The passage ends with a glimpse of the ark of the covenant in the heavenly temple. Why that OT imagery? Because it is the symbol of God dwelling with his people. To those who laughed at Joshua and the Israelites marching around their walls blowing those goofy-sounding ram’s horns, the ark was a joke – until the 7th trumpet sounded, and the gates of hell came crashing down. But to those who trusted into the promises of God to dwell with them and be their God, the ark in the temple was the down payment of their comfort, their promise, their protection, and their power.
If you are here this morning and your trust is in your own skills, your own choices, your own values, then you have built your life right upon the fault line of the greatest earthquake this world will ever experience. Give ear to St Author of Hebrews:
25 See that you do not refuse him who is speaking. For if they did not escape when they refused him who warned them on earth, much less will we escape if we reject him who warns from heaven. 26 At that time his voice shook the earth, but now he has promised, “Yet once more I will shake not only the earth but also the heavens.” 27 This phrase, “Yet once more,” indicates the removal of things that are shaken—that is, things that have been made—in order that the things that cannot be shaken may remain. 28 Therefore let us be grateful for receiving a kingdom that cannot be shaken, and thus let us offer to God acceptable worship, with reverence and awe, 29 for our God is a consuming fire. [xv]

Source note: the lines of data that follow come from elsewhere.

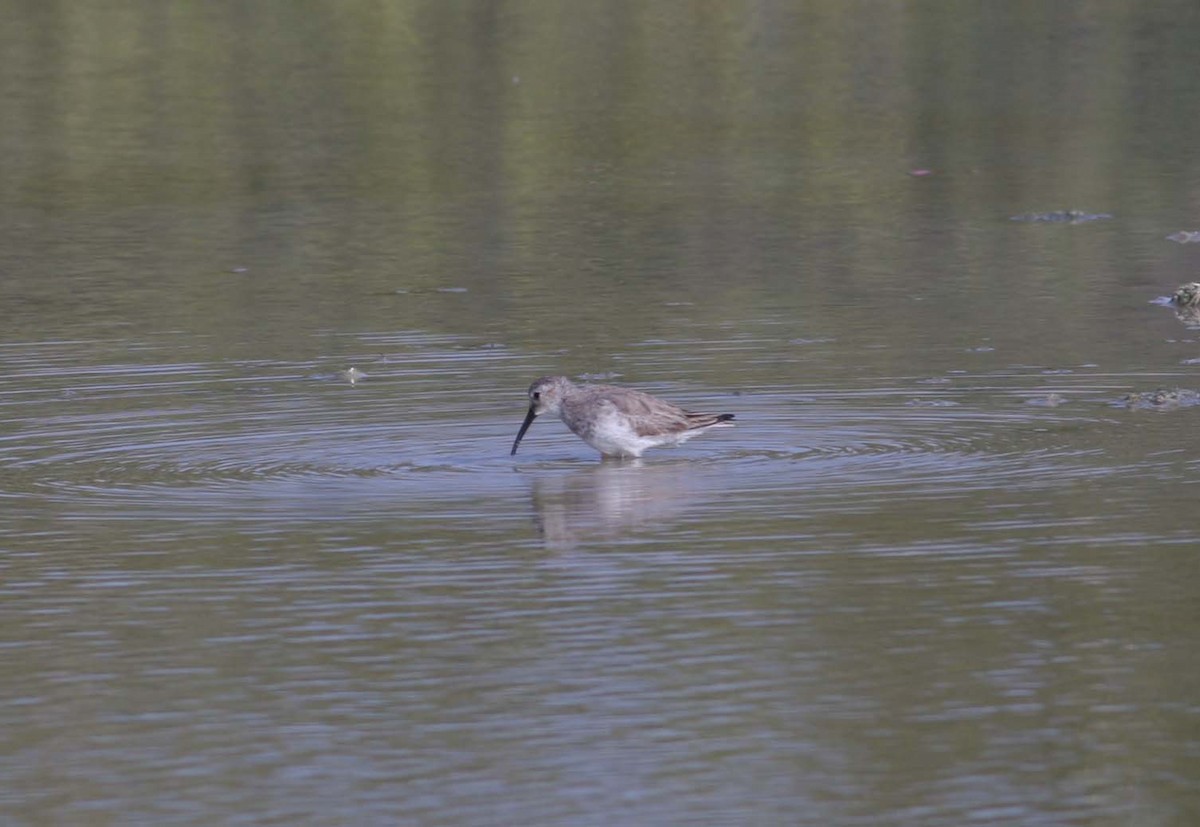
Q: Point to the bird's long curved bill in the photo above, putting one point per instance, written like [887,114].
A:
[525,426]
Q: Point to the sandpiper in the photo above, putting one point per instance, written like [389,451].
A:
[617,421]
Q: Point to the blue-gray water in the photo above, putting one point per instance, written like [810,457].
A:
[940,574]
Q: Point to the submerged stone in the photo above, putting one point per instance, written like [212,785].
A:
[1163,397]
[1187,295]
[1063,216]
[1185,237]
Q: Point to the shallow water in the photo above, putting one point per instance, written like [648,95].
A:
[940,573]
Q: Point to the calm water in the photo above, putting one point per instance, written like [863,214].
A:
[940,574]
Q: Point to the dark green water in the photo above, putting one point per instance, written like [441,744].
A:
[939,575]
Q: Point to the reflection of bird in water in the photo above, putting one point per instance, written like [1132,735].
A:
[617,421]
[607,501]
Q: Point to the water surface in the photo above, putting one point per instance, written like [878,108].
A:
[940,573]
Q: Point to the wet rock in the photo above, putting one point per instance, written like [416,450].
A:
[1162,399]
[1187,295]
[1062,217]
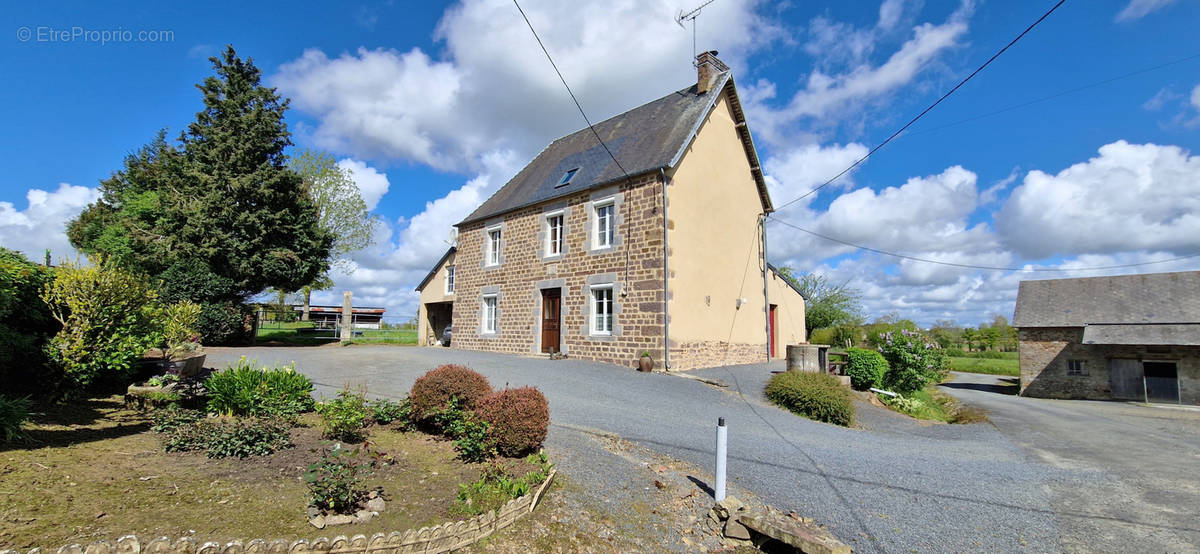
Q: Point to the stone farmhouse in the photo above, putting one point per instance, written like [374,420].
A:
[579,257]
[1125,337]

We invite you to come and stand upon the solid rock that is Christ Jesus. His bride, the church calls to you. His spirit calls to you. See to it you do not refuse him who is speaking.
The Spirit and the Bride say, “Come.” And let the one who hears say, “Come.” And let the one who is thirsty come; let the one who desires take the water of life without price. [xvi]
[i] The Holy Bible: English Standard Version (Wheaton: Standard Bible Society, 2016), Re 11:14–19.
[ii] The Holy Bible: English Standard Version (Wheaton: Standard Bible Society, 2016), Re 11:15.
[iii] The Holy Bible: English Standard Version (Wheaton: Standard Bible Society, 2016), Is 11:9.
[iv] Phillips, 330-331.
[v] The Holy Bible: English Standard Version (Wheaton: Standard Bible Society, 2016), 1 Jn 3:8.
[vi] The Holy Bible: English Standard Version (Wheaton: Standard Bible Society, 2016), Mk 1:15.
[vii] Beale, 611.
[viii] The Holy Bible: English Standard Version (Wheaton: Standard Bible Society, 2016), Re 11:17.
[ix] The Holy Bible: English Standard Version (Wheaton: Standard Bible Society, 2016), Re 4:8.
[x] The Holy Bible: English Standard Version (Wheaton: Standard Bible Society, 2016), Re 11:17.
[xi] Phillips, 334.
[xii] The Holy Bible: English Standard Version (Wheaton: Standard Bible Society, 2016), Re 11:18.
[xiii] The Holy Bible: English Standard Version (Wheaton: Standard Bible Society, 2016), Ezek. 37:27.
[xiv] The Holy Bible: English Standard Version (Wheaton: Standard Bible Society, 2016), Re 21:3–4.
[xv] The Holy Bible: English Standard Version (Wheaton: Standard Bible Society, 2016), Heb 12:25–29.
[xvi] The Holy Bible: English Standard Version (Wheaton: Standard Bible Society, 2016), Re 22:17.